Can You Get a Job in the Pharmaceutical Industry with a Master of Healthcare Administration?

Pharmaceutical IndustryIf you have a flair for business and enjoy science and medical research, you may want to look into getting a job in the pharmaceutical industry with a Master of Healthcare Administration. With this highly sought-after degree, you can work in any of a number of rewarding careers in the healthcare industry. As a pharmaceutical administrator, you can work in pharmacies, hospitals, clinics, government agencies, universities and research institutions. Depending on your personal career interests, you can focus on business administration or conducting scientific research into the effectiveness of medications. A Master of Healthcare Administration is similar to a Master of Business Administration, but with a focus on executive functions in the healthcare industry.


As the face of the healthcare industry undergoes complex changes, the role of pharmaceutical administrators becomes more demanding. These executives must coordinate interactions with many different groups, including insurance providers, clinic and hospital administrators, pharmaceutical companies, healthcare staff, doctors and patients. Therefore, a degree in healthcare administration with a focus on the pharmaceutical industry is recommended, though if your university doesn't offer such a specialization, you can simply enroll in as many relevant courses as possible. The MHA is partly a research-based degree, but it covers many credit hours of classroom lectures.

Jobs Available in Pharmaceutical Administration

The increasingly complex healthcare industry has a need for specialized executive administrators who understand the inner workings of the pharmaceutical industry and its relationship with hospitals, insurers and public and private agencies. If you choose to focus on research while earning your master's degree, you can instead work as a researcher in the important effort to improve patient medications. Some of the most recent strategies being used in this area have to do with how a patient's DNA affects his or her response to treatment. To conduct research in these areas, you need a strong background in natural sciences; majoring in biology, chemistry or pharmacy as an undergraduate is recommended.

With an MHA, your earning potential increases significantly, and you become eligible for a large number of executive and research jobs that are unavailable without a graduate degree. Some teaching and academic positions require a Ph.D, but most administrative and research jobs become available with an MHA. Pharmaceutical-related jobs are expected to increase much more quickly than average throughout the healthcare industry.

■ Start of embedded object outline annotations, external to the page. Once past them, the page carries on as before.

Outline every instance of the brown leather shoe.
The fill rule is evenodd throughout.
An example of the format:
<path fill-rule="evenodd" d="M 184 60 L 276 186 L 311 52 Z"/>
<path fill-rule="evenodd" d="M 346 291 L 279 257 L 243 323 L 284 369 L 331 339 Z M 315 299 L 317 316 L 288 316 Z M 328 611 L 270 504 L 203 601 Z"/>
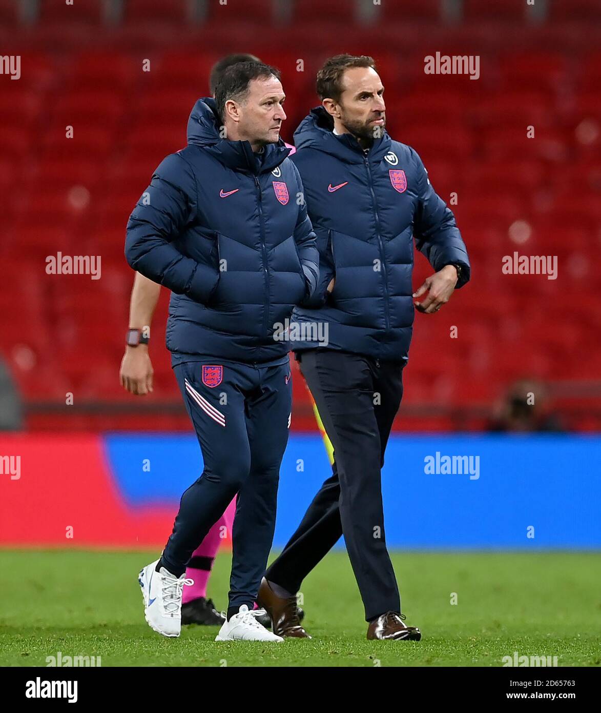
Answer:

Pharmaceutical Administrator Salary and Job Outlook

According to the U.S. Bureau of Labor Statistics, pharmaceutical executives can expect a 23-percent increase in job availability over the next 10 years. Depending on your career goals, you can expect to earn between $101,340 and $165,400, on average. Of course, these amounts represent the median salary of pharmaceutical executives; half of all workers earn less than the median, and the other half earn more.

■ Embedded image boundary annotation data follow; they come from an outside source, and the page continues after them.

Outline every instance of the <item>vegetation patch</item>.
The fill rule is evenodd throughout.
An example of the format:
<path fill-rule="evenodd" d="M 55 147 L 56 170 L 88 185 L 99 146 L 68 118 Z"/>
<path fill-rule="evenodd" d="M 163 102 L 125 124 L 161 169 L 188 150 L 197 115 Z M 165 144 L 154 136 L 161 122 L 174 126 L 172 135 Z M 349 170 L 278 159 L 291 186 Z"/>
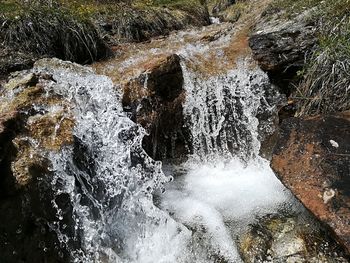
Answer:
<path fill-rule="evenodd" d="M 277 0 L 268 11 L 297 15 L 311 10 L 319 29 L 319 45 L 306 58 L 293 95 L 297 115 L 350 109 L 350 0 Z"/>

Pharmaceutical research and administration requires a special blend of business savvy and fluency in science. It's a field that offers a chance to help people respond positively to medication and spend less time in the hospital. Part of pharmaceutical research requires complex technical problem solving using knowledge from many disciplines in the life sciences. An MHA doesn't necessarily cover pharmaceutical material, so it's up to the student to choose the best undergraduate courses and electives before enrolling in a master's program.

Related Resource: Degree Needed To Become a Pharmacist

While the challenges in pharmaceutical administration become more complex, the rewards and need for effective executives and researchers continues to grow. To find a job in the pharmaceutical industry with a Master of Healthcare Administration, you need to carefully plan your college and career path.